To clarify --- you mean the graph on n vertices having n(n-1) directed edges? But what do you mean by a 1-factor? A set of edges that gives (indegree+outdegree)=1 at each vertex? (that is, a set of edges which when undirected forms a perfect matching?
Or do you mean a set of cycles which meets each vertex exactly once?
ัThe standard notion of matching applies only for undirected graphs. Given a directed graph, you can converse the graph to the undirected one. An edge {u,v} in the undirected graph appears if and only if both (u,v) and (v,u) are edges in the original directed graph.
Enumerating matchings in the complete undirected graph is easy: and in fact, in the directed version, almost easier. Enumerating covers of the complete directed graph by directed cycles is not hard either --- though the answer is not as simple as for matchings. It becomes a sum over stirling numbers instead of just essentially a binomial coefficient.

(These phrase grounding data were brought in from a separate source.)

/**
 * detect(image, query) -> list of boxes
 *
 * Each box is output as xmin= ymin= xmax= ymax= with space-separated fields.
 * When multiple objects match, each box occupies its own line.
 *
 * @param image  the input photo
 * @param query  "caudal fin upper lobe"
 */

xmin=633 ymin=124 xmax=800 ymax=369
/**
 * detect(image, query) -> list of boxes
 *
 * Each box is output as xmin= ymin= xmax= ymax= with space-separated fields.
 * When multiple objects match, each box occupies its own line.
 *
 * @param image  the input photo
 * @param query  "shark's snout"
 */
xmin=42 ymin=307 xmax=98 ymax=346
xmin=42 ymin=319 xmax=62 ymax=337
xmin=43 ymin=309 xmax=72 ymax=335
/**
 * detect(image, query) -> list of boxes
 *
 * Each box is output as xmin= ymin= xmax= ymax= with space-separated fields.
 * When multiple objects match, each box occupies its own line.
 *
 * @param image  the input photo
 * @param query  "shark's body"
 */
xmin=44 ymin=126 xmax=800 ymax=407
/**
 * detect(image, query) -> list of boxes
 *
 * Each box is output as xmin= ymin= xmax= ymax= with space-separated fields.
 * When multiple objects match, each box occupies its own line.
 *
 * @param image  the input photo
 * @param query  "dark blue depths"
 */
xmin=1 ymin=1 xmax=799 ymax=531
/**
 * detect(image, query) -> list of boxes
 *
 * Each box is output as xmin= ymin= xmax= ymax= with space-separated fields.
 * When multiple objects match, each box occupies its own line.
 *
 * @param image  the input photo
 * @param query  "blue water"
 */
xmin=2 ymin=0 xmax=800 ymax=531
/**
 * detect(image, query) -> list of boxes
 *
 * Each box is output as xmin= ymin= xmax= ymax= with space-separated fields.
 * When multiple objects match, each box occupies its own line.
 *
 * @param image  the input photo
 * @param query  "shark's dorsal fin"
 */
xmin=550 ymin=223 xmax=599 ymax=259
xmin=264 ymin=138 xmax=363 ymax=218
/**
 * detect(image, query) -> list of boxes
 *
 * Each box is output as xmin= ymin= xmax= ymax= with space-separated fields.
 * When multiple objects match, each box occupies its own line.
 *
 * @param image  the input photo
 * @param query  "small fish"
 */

This can be solved for any directed graph, not just complete directed graphs.We convert it to a max flow problem, ala Ford and Fulkerson algorithm. Convert each vertex into two vertices. V becomes Vin and Vout. now each directed arc VW is entered as the arc Vin Wout. Add two more vertices, a source that has arcs to all the "in" vertices and a sink receiving arcs from all "out" vertices. Give all arcs a capacity of 1, Run the max flow min cut algorithm to find the max flow from source to sink. The max flow incorporates a max matching, which may or may not be a perfect matching whne none exists. This algorithm is order n squared.